Irv and his family turned out to be the tip of the iceberg, many families, upon investigation, were smuggling in salt laden food, a mainstay of Jewish cuisine. The contraband poured into the hospital despite regular alerts to families regarding the dangers of salt for failing hearts.
Given the ubiquity of tasteless and ropey hospital cuisine it is therefore not at all surprising that food came into the hospital, under the radar, giving pleasure where it was otherwise in short supply, while hopefully harnessing the magical healing powers of mother’s chicken soup.

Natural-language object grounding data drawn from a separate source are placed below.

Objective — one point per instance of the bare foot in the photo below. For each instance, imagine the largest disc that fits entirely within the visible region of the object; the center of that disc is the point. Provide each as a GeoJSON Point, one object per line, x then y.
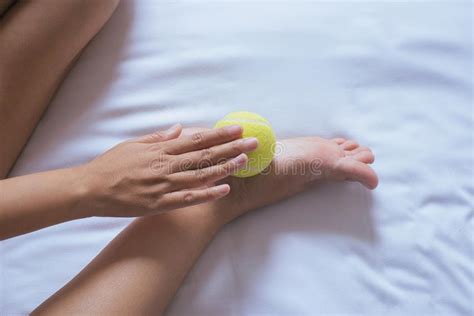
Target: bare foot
{"type": "Point", "coordinates": [301, 163]}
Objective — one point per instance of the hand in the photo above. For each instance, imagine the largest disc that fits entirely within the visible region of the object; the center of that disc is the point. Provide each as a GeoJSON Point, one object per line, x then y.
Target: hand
{"type": "Point", "coordinates": [161, 172]}
{"type": "Point", "coordinates": [301, 162]}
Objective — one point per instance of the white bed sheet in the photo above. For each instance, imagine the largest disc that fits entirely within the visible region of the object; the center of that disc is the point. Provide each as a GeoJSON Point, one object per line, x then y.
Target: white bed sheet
{"type": "Point", "coordinates": [393, 75]}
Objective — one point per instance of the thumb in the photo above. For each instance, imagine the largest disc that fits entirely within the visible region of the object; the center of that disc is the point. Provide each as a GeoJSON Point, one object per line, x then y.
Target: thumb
{"type": "Point", "coordinates": [161, 136]}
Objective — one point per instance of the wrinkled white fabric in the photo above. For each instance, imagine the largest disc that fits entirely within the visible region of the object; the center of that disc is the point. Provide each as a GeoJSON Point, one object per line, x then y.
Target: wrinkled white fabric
{"type": "Point", "coordinates": [394, 75]}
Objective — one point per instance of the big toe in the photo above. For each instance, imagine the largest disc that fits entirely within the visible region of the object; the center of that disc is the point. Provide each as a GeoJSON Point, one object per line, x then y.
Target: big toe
{"type": "Point", "coordinates": [358, 171]}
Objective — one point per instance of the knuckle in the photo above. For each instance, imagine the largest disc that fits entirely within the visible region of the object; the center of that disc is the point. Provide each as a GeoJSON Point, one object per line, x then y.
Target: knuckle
{"type": "Point", "coordinates": [200, 176]}
{"type": "Point", "coordinates": [235, 146]}
{"type": "Point", "coordinates": [158, 135]}
{"type": "Point", "coordinates": [222, 133]}
{"type": "Point", "coordinates": [188, 197]}
{"type": "Point", "coordinates": [197, 138]}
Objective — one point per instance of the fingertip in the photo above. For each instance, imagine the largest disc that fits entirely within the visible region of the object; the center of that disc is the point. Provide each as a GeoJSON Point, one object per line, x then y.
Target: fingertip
{"type": "Point", "coordinates": [221, 190]}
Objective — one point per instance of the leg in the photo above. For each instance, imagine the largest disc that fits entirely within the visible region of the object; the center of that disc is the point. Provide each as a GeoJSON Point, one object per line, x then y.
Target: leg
{"type": "Point", "coordinates": [5, 5]}
{"type": "Point", "coordinates": [39, 41]}
{"type": "Point", "coordinates": [139, 272]}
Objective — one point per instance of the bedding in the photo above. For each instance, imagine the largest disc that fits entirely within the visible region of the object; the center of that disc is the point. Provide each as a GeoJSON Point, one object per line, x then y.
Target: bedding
{"type": "Point", "coordinates": [394, 75]}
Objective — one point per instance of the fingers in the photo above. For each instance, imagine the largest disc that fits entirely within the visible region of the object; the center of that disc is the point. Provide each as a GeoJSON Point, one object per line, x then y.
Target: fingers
{"type": "Point", "coordinates": [161, 136]}
{"type": "Point", "coordinates": [349, 145]}
{"type": "Point", "coordinates": [364, 156]}
{"type": "Point", "coordinates": [202, 177]}
{"type": "Point", "coordinates": [179, 199]}
{"type": "Point", "coordinates": [201, 140]}
{"type": "Point", "coordinates": [210, 156]}
{"type": "Point", "coordinates": [359, 171]}
{"type": "Point", "coordinates": [338, 140]}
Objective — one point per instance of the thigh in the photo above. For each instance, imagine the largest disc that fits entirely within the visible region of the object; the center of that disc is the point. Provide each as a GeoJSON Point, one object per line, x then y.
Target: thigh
{"type": "Point", "coordinates": [39, 40]}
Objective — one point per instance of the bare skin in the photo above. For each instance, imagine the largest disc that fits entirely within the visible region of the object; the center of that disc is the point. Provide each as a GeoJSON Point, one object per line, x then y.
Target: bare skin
{"type": "Point", "coordinates": [139, 272]}
{"type": "Point", "coordinates": [144, 176]}
{"type": "Point", "coordinates": [39, 42]}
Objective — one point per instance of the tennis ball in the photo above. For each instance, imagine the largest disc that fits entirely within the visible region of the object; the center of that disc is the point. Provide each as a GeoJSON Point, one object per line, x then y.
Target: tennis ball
{"type": "Point", "coordinates": [254, 126]}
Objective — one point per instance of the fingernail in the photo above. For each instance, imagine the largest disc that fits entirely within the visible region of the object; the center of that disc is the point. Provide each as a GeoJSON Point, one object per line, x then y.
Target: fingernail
{"type": "Point", "coordinates": [172, 129]}
{"type": "Point", "coordinates": [240, 159]}
{"type": "Point", "coordinates": [221, 190]}
{"type": "Point", "coordinates": [250, 143]}
{"type": "Point", "coordinates": [234, 130]}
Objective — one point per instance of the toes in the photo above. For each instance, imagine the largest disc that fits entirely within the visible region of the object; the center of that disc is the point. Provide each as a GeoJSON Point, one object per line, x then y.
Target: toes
{"type": "Point", "coordinates": [338, 140]}
{"type": "Point", "coordinates": [364, 156]}
{"type": "Point", "coordinates": [349, 145]}
{"type": "Point", "coordinates": [358, 171]}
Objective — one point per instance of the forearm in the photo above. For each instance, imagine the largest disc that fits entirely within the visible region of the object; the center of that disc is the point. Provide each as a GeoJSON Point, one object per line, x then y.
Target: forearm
{"type": "Point", "coordinates": [35, 201]}
{"type": "Point", "coordinates": [139, 272]}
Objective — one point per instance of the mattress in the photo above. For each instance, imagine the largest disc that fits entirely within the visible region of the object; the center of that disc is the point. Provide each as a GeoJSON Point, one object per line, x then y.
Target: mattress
{"type": "Point", "coordinates": [394, 75]}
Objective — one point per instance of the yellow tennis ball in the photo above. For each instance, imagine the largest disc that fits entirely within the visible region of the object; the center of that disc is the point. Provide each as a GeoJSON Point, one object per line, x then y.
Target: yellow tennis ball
{"type": "Point", "coordinates": [254, 126]}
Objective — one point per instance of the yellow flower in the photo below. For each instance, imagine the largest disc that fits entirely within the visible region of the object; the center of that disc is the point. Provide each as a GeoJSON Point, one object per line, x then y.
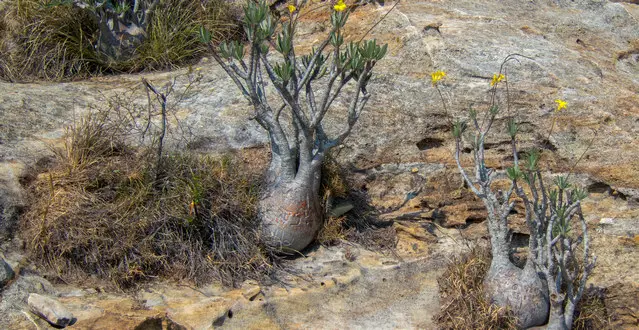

In some cases where there was marginal heart function this trafficking in salt was tantamount to “killing with love” and shows that dietary retrictions can be very important.
But not always. Sometimes they are so Orwellian as to make compliance nearly impossible. Consider the low sodium, low potassium diet, commonly deployed in hospitals for cardiovascular and or renal patients. For some of these patients the restrictions are key. More often the dietary bans amount to painting by the numbers, producing dietary decisions that lack common sense and balanced thought.
Sometimes caregivers will bend, but there are a good many who strictly follow the rules. The result is that a number of patients find their diets so objectionable that they choose not to eat. After drawing on, and depleting, sugar and starch stores, protein is marshalled by the breakdown of muscle, leading to profound weakness, which compromises healing, decisively at times, along many fronts.
So there are times where we, despite the best of intentions, starve patients by not allowing them foods they enjoy or can tolerate. When it comes to this, smuggling pastrami, raisins, bananas and avocados into the hospital just might be life-sustaining and certainly humane.